La Consulta ha affermato che il legislatore non era tenuto a intervenire in modo retroattivo sull'aggio di riscossione


Il legislatore è stato sollecito nel raccogliere, già con la legge di Bilancio 2022, il pressante invito rivolto dalla Corte Costituzionale (sentenza numero 120 del 2021) a riformare i meccanismi di remunerazione del servizio della riscossione e non era tenuto a intervenire retroattivamente. È quanto ha stabilito la Consulta nella sentenza numero 46/2025, decidendo la questione sollevata dalla Corte di giustizia tributaria di secondo grado della Liguria, che lamentava la lesione di diversi parametri costituzionali, dal momento che la sostanziale abrogazione dell'aggio di riscossione è stata prevista dal legislatore solo pro futuro, ovvero a decorrere dal 1° gennaio 2022.

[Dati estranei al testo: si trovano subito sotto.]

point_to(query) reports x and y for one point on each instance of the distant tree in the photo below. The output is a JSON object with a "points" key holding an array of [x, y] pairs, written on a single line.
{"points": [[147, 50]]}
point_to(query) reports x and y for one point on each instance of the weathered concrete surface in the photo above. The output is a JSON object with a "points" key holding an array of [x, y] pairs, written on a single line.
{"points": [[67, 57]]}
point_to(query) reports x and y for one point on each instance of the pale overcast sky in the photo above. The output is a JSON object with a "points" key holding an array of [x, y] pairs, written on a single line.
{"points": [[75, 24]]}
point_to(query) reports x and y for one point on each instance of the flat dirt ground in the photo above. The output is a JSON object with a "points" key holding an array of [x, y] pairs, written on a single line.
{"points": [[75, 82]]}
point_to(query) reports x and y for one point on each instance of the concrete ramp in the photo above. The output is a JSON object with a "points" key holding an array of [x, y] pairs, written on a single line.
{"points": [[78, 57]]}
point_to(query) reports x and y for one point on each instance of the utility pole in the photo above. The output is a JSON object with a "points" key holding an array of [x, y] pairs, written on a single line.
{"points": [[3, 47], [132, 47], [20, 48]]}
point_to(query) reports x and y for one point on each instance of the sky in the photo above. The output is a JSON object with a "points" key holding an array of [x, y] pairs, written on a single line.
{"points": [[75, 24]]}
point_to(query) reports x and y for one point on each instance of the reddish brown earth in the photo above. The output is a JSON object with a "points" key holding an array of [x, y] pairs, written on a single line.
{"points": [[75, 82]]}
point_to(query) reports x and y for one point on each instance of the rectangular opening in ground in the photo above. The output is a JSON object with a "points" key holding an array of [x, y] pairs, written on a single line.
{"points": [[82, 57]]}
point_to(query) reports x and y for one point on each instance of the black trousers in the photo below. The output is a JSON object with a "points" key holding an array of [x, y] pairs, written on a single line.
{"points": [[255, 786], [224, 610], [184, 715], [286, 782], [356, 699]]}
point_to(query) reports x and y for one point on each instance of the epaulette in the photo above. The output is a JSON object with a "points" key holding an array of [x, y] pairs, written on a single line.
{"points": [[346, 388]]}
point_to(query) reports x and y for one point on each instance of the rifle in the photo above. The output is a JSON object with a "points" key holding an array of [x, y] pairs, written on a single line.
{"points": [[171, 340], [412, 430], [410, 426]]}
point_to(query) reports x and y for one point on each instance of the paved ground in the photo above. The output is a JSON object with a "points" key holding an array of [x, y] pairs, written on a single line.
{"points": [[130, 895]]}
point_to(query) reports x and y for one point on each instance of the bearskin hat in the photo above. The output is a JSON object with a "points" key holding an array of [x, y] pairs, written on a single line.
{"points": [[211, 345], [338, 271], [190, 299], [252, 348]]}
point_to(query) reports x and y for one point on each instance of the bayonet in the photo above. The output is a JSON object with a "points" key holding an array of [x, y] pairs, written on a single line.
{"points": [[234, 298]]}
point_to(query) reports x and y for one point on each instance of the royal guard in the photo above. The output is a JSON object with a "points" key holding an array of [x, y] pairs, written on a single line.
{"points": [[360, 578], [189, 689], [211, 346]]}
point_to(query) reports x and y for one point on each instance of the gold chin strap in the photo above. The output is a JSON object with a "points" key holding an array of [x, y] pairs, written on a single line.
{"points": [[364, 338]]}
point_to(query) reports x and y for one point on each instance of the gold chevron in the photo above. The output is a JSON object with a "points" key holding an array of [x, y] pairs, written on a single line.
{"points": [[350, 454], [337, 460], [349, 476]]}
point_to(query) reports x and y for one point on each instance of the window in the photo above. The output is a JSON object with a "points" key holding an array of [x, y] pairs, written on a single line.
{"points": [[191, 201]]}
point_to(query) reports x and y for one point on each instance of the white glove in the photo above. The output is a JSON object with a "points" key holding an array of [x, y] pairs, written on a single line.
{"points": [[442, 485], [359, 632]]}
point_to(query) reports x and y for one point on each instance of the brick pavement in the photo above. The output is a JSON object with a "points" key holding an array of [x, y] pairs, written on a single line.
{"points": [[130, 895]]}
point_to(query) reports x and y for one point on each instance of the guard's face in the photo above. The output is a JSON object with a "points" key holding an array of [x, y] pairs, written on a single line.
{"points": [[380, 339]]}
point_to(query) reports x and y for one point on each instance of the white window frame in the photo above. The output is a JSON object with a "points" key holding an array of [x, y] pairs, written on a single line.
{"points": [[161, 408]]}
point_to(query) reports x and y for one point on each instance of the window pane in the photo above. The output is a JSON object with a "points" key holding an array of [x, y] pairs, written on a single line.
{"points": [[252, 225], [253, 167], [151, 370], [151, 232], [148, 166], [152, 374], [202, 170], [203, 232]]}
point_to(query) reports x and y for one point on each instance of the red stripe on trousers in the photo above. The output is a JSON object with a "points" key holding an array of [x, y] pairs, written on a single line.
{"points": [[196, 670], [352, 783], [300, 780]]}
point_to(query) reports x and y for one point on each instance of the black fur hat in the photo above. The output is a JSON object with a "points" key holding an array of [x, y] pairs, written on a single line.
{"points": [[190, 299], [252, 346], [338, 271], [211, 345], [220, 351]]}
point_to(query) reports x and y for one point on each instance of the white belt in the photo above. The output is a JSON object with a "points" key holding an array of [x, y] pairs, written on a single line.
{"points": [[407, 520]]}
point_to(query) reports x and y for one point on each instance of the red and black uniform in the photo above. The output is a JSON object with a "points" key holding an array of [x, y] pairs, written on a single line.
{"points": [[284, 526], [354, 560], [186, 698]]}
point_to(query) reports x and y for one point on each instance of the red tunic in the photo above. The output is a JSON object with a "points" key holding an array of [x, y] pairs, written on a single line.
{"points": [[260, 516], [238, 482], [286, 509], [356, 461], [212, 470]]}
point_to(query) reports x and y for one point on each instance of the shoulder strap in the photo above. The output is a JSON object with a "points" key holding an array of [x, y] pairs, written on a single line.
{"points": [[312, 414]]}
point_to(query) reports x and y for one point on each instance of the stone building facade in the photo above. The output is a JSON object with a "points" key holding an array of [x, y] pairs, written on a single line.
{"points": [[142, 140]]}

La Corte ha precisato che la citata sentenza numero 120 del 2021, «appartiene al genus delle pronunce qualificate dalla dottrina di "inammissibilità di sistema", in quanto, pur riscontrando una dubbia compatibilità con i parametri costituzionali evocati, non si risolvono con una dichiarazione di illegittimità costituzionale, ma rimettono, in prima battuta, alla discrezionalità del legislatore (così, fra le altre, sentenze numero 130 e numero 71 del 2023 e numero 22 del 2022) il quomodo del necessario intervento - che può realizzarsi secondo un ventaglio di soluzioni plausibili - finalizzato a rimuovere il riscontrato vulnus».


Da questo presupposto - ha chiarito la pronuncia - «deriva che, nel caso di specie, per dare seguito allo specifico invito formulato pro futuro dalla stessa sentenza, il legislatore non era tenuto a intervenire in modo retroattivo, come invece ritiene il giudice rimettente, dal momento che anche la disciplina dell'efficacia temporale rientrava nella sua discrezionalità».